Check out this link to a cool article from Ed Burns on the making of Nice Guy Johnny and his new movie, Newlyweds. Here’s a slice of it:

“Edward Burns is no stranger to the world of indie film. He launched his career with the $25,000 The Brothers McMullen at the Sundance Film Festival back in 1995, during the dark, pre-digital days of 16mm cameras and now-foreign concepts like optical houses and film prints.
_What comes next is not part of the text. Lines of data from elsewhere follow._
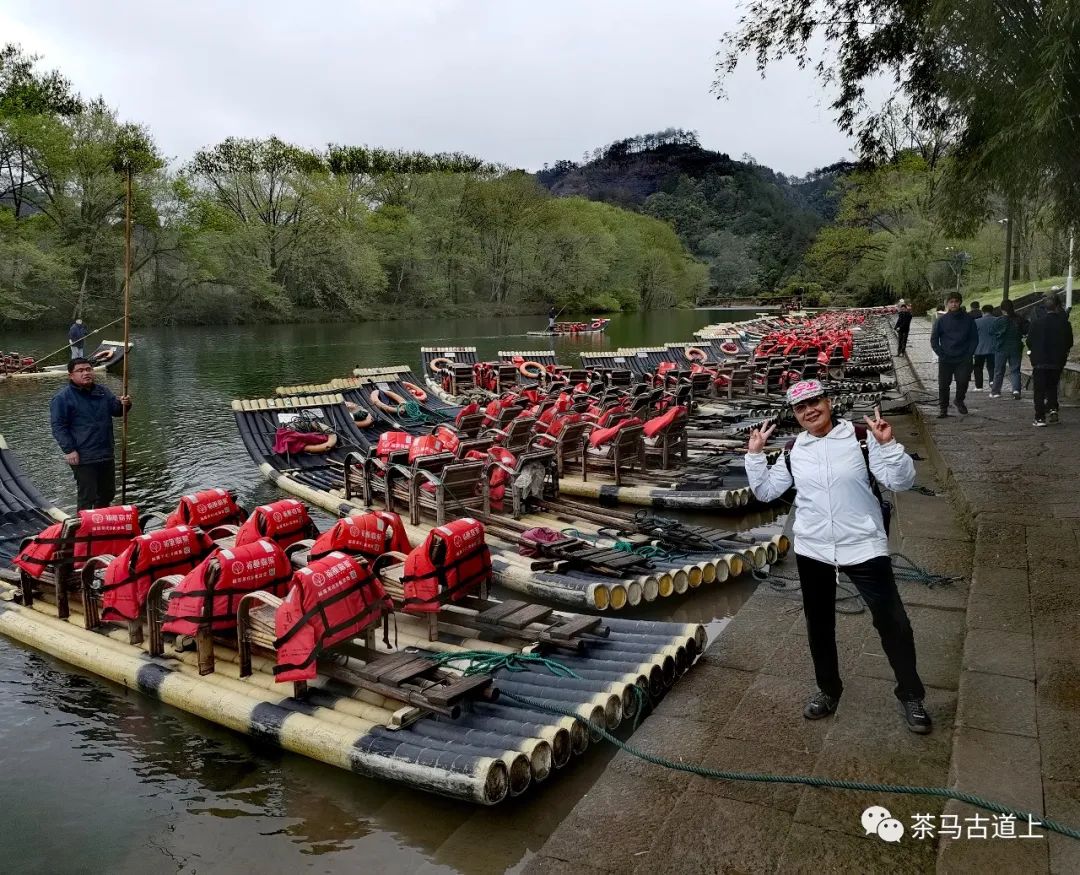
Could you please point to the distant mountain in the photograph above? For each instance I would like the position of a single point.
(750, 224)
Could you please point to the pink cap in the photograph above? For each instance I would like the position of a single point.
(805, 390)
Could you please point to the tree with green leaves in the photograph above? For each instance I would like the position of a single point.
(1004, 76)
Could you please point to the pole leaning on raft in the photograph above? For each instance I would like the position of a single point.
(127, 298)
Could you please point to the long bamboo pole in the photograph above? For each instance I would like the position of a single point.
(127, 300)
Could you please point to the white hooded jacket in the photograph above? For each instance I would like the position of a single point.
(837, 516)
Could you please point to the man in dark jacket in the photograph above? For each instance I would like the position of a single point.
(81, 417)
(954, 338)
(903, 326)
(77, 334)
(1049, 340)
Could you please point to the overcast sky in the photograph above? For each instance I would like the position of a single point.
(521, 82)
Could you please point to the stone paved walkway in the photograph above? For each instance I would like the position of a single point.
(998, 651)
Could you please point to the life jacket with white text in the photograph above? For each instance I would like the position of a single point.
(100, 532)
(167, 551)
(453, 561)
(334, 598)
(283, 522)
(207, 509)
(211, 592)
(369, 534)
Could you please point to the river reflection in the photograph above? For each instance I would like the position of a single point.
(100, 779)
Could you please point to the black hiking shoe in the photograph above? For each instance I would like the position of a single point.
(820, 705)
(916, 716)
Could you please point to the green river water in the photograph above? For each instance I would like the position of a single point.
(98, 779)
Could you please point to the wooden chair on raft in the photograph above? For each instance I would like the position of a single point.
(471, 611)
(671, 442)
(516, 435)
(625, 453)
(419, 684)
(568, 445)
(70, 544)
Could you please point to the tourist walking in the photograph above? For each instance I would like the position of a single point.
(77, 334)
(839, 527)
(984, 350)
(1008, 333)
(903, 326)
(1049, 341)
(81, 417)
(954, 339)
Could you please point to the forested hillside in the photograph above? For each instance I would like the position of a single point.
(266, 230)
(748, 224)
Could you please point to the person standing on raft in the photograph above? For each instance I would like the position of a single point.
(839, 527)
(81, 417)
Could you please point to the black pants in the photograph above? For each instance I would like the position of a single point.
(878, 589)
(1045, 390)
(946, 371)
(982, 361)
(96, 483)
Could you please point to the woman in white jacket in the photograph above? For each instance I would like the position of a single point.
(838, 527)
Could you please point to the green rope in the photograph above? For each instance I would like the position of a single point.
(414, 412)
(490, 661)
(834, 783)
(903, 568)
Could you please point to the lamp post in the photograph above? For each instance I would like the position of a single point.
(1004, 288)
(1068, 278)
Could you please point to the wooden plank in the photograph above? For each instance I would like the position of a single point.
(571, 629)
(529, 614)
(496, 614)
(412, 669)
(373, 670)
(466, 687)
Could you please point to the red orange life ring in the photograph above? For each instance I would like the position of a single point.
(378, 402)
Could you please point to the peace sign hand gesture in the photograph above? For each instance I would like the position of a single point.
(758, 438)
(878, 427)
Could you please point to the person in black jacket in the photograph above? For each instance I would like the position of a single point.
(954, 338)
(1049, 340)
(903, 326)
(81, 417)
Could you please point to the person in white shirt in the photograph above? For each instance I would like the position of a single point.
(839, 527)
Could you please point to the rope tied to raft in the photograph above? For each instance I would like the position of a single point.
(413, 412)
(832, 783)
(903, 568)
(490, 661)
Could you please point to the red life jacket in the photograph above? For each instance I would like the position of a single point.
(424, 445)
(601, 436)
(448, 438)
(392, 442)
(331, 601)
(469, 409)
(199, 600)
(369, 534)
(659, 422)
(451, 562)
(102, 532)
(283, 522)
(127, 579)
(207, 509)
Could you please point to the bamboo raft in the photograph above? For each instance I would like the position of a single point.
(378, 709)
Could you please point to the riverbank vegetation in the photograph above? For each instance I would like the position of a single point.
(264, 230)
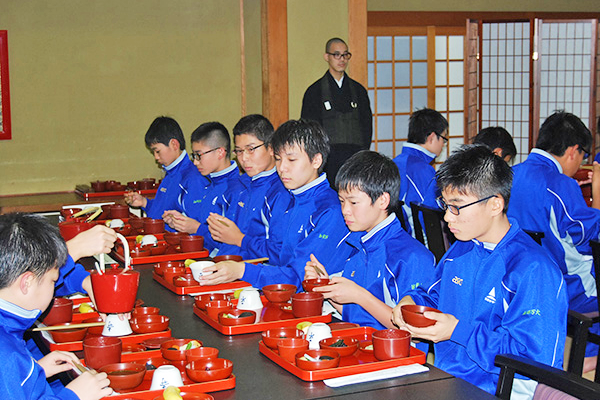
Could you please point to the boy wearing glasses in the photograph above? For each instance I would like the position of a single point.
(497, 290)
(311, 224)
(211, 147)
(165, 140)
(341, 105)
(546, 199)
(244, 215)
(380, 262)
(427, 130)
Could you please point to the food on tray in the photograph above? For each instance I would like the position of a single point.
(242, 315)
(188, 262)
(85, 308)
(339, 343)
(172, 393)
(303, 326)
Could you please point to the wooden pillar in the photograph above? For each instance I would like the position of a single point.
(275, 61)
(357, 40)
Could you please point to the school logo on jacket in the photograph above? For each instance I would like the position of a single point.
(491, 297)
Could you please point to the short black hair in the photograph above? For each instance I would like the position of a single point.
(28, 243)
(162, 130)
(256, 125)
(562, 130)
(497, 137)
(475, 170)
(372, 173)
(423, 122)
(332, 41)
(214, 134)
(307, 134)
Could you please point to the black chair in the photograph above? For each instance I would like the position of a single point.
(439, 237)
(551, 381)
(400, 215)
(578, 326)
(537, 236)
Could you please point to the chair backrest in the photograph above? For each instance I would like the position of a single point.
(562, 382)
(400, 215)
(439, 237)
(537, 236)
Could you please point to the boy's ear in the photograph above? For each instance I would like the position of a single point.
(497, 204)
(317, 161)
(174, 144)
(383, 201)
In 2010, after seven larger-budget features as a writer-director, Burns returned to the low-budget arena with Nice Guy Johnny, which he made for roughly the same budget as The Brothers McMullen. Burns, who also produced and co-starred in the film, bypassed traditional distribution methods by releasing the film himself, first with a short festival tour and then with a simultaneous day-and-date rollout on VOD, DVD and Pay-Per-View.

Now Burns is taking this new model even further with Newlyweds, which he produced for a staggering $9,000 sum. His self-described “pseudo-documentary” relationship comedy premiered at the 2011 Tribeca Film Festival and has just been released in various digital formats…..
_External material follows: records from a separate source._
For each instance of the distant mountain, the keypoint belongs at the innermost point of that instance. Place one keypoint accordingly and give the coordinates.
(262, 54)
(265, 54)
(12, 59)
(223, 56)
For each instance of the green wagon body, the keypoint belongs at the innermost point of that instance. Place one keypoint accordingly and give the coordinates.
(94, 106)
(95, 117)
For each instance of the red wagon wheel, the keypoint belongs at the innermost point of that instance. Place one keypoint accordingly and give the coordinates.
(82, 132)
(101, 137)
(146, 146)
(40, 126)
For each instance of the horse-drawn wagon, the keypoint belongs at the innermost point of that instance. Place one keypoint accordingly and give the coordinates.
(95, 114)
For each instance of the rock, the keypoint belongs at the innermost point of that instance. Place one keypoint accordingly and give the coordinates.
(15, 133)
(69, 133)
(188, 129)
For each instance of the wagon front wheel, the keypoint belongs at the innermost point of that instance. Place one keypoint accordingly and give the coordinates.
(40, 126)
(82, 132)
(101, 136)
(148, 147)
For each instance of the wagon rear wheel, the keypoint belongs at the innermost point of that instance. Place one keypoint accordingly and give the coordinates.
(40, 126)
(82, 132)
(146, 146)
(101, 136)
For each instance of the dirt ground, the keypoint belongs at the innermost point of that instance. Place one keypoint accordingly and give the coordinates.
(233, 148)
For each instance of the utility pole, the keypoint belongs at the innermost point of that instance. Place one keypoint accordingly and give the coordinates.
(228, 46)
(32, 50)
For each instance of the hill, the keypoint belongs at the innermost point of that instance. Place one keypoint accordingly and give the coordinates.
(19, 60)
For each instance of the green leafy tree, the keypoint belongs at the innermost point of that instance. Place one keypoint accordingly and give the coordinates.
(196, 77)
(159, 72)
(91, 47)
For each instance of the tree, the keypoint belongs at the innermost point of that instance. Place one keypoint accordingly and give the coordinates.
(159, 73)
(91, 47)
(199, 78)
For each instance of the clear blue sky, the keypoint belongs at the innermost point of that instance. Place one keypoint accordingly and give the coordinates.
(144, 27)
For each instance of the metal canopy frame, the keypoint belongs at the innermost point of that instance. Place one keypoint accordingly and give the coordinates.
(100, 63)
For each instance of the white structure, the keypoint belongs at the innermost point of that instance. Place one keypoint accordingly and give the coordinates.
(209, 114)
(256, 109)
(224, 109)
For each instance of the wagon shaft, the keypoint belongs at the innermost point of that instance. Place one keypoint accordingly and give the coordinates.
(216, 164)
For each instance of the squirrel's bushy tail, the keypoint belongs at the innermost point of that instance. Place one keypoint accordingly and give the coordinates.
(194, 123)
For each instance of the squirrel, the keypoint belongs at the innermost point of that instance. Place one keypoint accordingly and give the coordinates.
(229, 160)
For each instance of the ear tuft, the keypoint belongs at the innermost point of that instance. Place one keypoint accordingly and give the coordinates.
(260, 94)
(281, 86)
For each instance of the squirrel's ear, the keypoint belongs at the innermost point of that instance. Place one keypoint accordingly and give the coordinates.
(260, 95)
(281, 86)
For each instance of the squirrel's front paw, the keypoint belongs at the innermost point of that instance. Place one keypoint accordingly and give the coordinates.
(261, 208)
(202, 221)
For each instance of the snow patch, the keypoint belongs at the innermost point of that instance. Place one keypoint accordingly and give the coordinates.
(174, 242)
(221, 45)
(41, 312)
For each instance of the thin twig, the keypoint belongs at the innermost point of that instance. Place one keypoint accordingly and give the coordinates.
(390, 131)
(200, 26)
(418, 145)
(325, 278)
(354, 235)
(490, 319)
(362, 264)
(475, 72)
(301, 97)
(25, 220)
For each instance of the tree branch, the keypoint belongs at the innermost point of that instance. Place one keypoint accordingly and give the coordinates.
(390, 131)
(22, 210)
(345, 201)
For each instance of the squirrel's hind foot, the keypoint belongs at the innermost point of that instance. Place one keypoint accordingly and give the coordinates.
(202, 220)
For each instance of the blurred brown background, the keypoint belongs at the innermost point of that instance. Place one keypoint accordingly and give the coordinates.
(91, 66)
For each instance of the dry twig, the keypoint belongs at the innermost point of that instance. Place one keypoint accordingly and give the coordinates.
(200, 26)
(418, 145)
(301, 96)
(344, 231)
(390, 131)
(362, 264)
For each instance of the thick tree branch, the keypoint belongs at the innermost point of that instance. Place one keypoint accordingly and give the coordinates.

EB: “Obviously you have the freedom you don’t have in big-budget filmmaking, because you don’t have the guy who cuts the big check looking over your shoulder. Whether it’s somebody from the studio or just a private financier, no one is asking to know why, in the middle of the day, you’re deciding to scrap a scene or change a location. It allows you to be more nimble, more spontaneous. You free yourself from the traditional production shackles, which you need when you’re spending millions of dollars. When each production day costs you several hundred thousand dollars, you’re very accountable to what you get done. But in our case, we didn’t have to play by those rules.
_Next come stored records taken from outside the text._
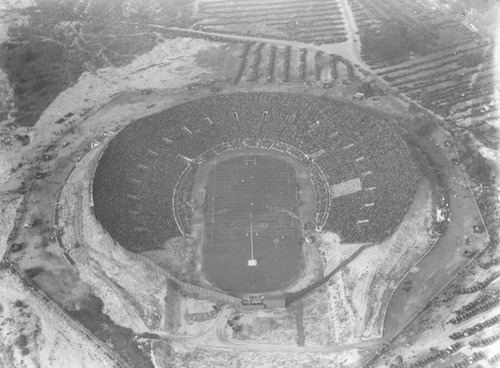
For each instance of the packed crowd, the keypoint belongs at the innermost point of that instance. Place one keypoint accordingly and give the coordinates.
(478, 327)
(135, 203)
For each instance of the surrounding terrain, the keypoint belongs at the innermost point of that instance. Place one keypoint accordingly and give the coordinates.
(75, 73)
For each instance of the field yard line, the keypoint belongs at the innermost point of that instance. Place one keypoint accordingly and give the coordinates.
(290, 201)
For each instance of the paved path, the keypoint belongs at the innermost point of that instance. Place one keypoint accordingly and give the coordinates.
(442, 263)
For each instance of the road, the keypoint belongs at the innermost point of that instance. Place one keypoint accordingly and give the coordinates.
(215, 338)
(346, 49)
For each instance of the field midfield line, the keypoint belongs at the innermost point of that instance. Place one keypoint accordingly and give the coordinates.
(213, 208)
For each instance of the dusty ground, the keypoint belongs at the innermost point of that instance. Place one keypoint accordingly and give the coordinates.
(33, 335)
(133, 296)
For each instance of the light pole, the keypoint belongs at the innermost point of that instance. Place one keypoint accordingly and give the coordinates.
(251, 262)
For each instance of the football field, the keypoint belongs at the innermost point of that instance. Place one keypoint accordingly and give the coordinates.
(252, 214)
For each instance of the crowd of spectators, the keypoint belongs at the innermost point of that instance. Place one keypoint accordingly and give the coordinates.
(478, 327)
(139, 171)
(436, 355)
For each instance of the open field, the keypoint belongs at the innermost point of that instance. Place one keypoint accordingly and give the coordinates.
(313, 21)
(252, 211)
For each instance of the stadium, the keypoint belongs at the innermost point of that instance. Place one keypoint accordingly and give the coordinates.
(260, 174)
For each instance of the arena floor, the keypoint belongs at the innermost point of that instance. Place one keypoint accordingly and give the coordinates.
(252, 199)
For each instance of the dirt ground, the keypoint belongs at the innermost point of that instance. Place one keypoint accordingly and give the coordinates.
(133, 293)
As an actor, the great freedom comes when you’re shooting with such a small camera. Most days our cameraman was the only crew; there was no sound man, we were just wearing lavalier mics in a live environment, with no lights. You’re not slating anything. I’m not calling action or cut. So performance-wise, after the second or third take, you forgot you were making a film. At no point were there any of the triggers that might indicate to an actor, “Oh, I’m here on a set playing this part.” If you can make the filmmaking apparatus and environment disappear, you get much more realistic performances. And we were able to do that each and every day on Newlyweds.”

  • NELSON CARVAJAL

My new friend—who happens to live in Logan Square, Chicago, US of A just as I do!—was good enough to wake up at some ungodly hour to speak in front of my Surviving Outside Hollywood class just last week. Nelson is in the DIY vanguard, and so is his blog, which you can check out here.

Here’s a fraction of what’s in his head on the subject of DIY filmmaking and digital distribution:

“I personally think that a cultural shift has in fact occurred. I feel that our audiences have gotten over their dependency on Hollywood’s model of big stars and big weekends. They have even lost their itch for the old independent model of festival-prestige titles getting their moment in the sun. Today’s audience is a tidal wave of new media brains that is far more complex to please. People are now connected to multiple physical and psychological platforms. From niche social outings to focused LinkedIn groups online, the new media individual is not phased by a flux of information or content. Thus, the new moviegoer is insanely sophisticated. In the 60s, Godard stopped the presses by abruptly introducing text on the screen. Today’s moviegoer is trained to watch a film on YouTube, disassociate the in-window advertisements and actively participate in the live comment feed beneath the streaming content. They sleep with an iPad or mobile device within arms reach. They are ready for aggressive content consumption. 

And fellow filmmaker, you better bring it.”